We would be sticking our heads in the sand if we hoped to prevent this end-user innovation, as it is called, turning medicine upside down, as it has done to so many other industries, and if we continued to think of medicine as a top-down business in which the doctor knows best. In the past, treatments have too often been designed to treat the population rather than the individual. For the patient, the change will be great in many ways, and there will no doubt be some savings. For example, we can have many more virtual appointments. As Eric Topol, who has written a book about this, says:

“I expect some 50% to 70% of office visits to become redundant, replaced by remote monitoring, digital health records and virtual house calls”.

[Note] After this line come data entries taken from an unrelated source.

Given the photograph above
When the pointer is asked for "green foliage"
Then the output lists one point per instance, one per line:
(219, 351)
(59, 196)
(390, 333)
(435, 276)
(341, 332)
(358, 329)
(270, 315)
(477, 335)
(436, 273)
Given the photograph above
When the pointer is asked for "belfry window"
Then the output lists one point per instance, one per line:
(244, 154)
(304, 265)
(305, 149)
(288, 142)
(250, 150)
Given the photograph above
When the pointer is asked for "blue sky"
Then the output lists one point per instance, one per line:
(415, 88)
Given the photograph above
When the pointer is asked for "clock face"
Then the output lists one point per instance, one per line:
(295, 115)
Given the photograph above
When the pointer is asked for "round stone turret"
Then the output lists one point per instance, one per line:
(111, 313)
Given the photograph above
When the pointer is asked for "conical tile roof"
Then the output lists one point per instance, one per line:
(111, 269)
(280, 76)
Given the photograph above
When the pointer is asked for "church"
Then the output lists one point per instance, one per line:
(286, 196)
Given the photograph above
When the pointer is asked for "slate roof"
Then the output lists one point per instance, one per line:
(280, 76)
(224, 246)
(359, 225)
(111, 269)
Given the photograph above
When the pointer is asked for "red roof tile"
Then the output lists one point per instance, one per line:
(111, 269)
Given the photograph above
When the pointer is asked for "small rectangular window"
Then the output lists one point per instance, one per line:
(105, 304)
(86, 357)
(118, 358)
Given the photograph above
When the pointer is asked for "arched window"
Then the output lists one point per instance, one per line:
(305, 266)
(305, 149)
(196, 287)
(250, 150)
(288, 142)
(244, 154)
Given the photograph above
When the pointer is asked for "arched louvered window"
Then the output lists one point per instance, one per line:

This will keep down hospital-acquired infections as well. Overall, however, it will vastly increase costs because personalised medicine means not only more demand but more expensive sorts of demand. That is bound to push up costs well beyond what any pooled system can bear in terms of cross-subsidy, whether from the rich to the poor or through insurance. It will undoubtedly raise ethical issues. If precise genomic diagnosis or drug toxicity information is available to some individuals and not others, it will put enormous strain on the budget of the NHS and the principle of common access to it. There will then effectively be a form of rationing. Added to that, of course, is the growing burden of us all living much longer, as the noble Lord, Lord Filkin, said, and of having up to five conditions when we are old, which I believe is the average, not to mention the obesity epidemic which my noble friend Lord McColl mentioned.

It is obvious that we face rising healthcare costs as a proportion of household budgets. That is why it is vital to turn the NHS as far as possible into an organisation that tries to drive down its costs in a ruthless fashion. The Government have made a good start on this. The NHS is on track to make £20 billion of efficiency savings by 2015 and, we hope, more beyond that. However, as many noble Lords have said today, this will prove to be a drop in the ocean. Not even the NHS’s most ardent champions would at the moment call it a ruthless pursuer of cost-efficiency. It has none of the usual levers such as competition or fear of losing business to other providers that drive up efficiency and quality in the commercial world. No amount of top-down diktat will substitute for those trends. To meet the bottom-up challenge coming from patients and from technology, health funding needs to experience a form of bottom-up reform. Sixty years on from the founding of the NHS, as the noble Lord, Lord Patel, said, we need to be open-minded about all the models available for discussing the future of health reform.